Ross went to trial and attempted to use an insanity defense. A psychiatrist, who interviewed Ross both the day before and the day after the murders, testified that Ross knew the difference between right and wrong. Prosecutors also had overwhelming evidence including the shoes found in Ross’ room with the victim’s blood on them and the neighbor who placed Ross at the scene the day of the murders. On May 16, 1977 a jury found Ross guilty of two counts of murder. The trial court then sentenced Ross to two consecutive (back to back) life sentences.

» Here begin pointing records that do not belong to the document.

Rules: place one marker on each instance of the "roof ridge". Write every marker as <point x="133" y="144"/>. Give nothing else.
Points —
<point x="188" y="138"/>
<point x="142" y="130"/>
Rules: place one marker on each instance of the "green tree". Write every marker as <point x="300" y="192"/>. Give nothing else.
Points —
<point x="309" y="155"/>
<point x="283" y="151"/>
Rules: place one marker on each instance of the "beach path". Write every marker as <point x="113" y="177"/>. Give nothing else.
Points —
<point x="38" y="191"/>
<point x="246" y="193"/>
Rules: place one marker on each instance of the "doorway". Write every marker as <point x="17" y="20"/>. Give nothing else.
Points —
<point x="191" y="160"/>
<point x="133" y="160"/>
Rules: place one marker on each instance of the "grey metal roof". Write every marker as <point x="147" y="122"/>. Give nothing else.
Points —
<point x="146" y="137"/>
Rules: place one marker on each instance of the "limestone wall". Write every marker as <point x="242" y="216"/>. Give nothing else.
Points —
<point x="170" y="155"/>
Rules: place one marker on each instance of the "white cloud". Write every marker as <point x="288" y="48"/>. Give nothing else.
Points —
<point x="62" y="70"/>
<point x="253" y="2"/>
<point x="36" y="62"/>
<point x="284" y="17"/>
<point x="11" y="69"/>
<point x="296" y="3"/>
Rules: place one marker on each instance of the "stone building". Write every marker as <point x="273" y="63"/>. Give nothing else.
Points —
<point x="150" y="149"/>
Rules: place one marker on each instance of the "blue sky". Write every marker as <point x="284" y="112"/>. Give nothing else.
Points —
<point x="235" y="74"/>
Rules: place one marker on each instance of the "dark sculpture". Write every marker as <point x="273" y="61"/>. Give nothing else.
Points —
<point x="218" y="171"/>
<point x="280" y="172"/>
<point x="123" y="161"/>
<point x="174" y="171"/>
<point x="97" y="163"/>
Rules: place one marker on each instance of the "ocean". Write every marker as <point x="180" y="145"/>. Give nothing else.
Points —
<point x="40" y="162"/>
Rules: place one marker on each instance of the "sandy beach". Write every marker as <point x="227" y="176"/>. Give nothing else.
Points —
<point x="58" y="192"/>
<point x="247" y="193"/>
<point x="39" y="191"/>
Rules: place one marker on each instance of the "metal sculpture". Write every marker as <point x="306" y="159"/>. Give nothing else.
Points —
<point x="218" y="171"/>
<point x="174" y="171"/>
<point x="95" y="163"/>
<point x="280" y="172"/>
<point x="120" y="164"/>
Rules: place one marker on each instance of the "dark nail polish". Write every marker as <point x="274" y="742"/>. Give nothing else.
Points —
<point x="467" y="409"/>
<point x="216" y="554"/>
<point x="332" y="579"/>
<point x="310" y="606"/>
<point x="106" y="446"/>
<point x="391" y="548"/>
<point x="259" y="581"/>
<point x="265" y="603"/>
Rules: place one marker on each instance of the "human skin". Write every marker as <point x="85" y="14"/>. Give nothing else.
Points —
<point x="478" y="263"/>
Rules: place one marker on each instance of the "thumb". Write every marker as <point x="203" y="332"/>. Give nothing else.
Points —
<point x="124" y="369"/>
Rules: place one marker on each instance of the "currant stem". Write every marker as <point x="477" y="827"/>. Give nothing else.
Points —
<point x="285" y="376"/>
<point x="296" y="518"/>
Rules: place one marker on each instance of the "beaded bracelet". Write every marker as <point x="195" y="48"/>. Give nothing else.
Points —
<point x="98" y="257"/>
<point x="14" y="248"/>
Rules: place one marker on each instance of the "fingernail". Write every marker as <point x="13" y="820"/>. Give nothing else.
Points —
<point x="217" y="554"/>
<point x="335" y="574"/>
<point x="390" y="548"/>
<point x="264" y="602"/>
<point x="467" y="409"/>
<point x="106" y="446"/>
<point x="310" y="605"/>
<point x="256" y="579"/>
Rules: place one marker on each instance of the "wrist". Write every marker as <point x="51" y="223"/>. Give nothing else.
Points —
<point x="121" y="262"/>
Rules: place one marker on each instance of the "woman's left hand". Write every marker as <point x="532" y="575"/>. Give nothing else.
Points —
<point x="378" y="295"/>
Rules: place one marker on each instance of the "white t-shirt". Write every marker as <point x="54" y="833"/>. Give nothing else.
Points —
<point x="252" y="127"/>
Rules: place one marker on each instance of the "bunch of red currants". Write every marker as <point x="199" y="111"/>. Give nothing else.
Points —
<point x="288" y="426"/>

A History of Violence and Poor Rehabilitation

These were not Ross’ first violent acts. He had pervious convictions for carrying a loaded concealed weapon in 1971 and another conviction a year later for aggravated assault. Ross’ parole records do not indicate much has changed in the last 30 plus years. He has a long history of infractions including multiple fights with other inmates, disobedience violations, and an incident where he stated to a nurse “F… you bitch.” Ross’ records from May 2010 state, “Inmate’s overall institutional conduct has been checkered” and “Inmate has ongoing mental health difficulties that would make placement in the community extremely difficult.”

No Parole

Releasing Kevin Ross at any point would be a complete injustice to Georgina Phelps and Gregory Hunt. It would also demean his cruelty to them. Placing Ross back on the streets at any point would also pose an incredible risk to the community. Based on Ross’ horrific crimes, his poor rehabilitation, and his serious mental problems we believe he should be required to serve the two consecutive life sentences he was given in 1977. To further the interests of justice and to protect society we urge the Ohio Parole Board to give Kevin Ross the maximum continuance of ten years before his next parole hearing.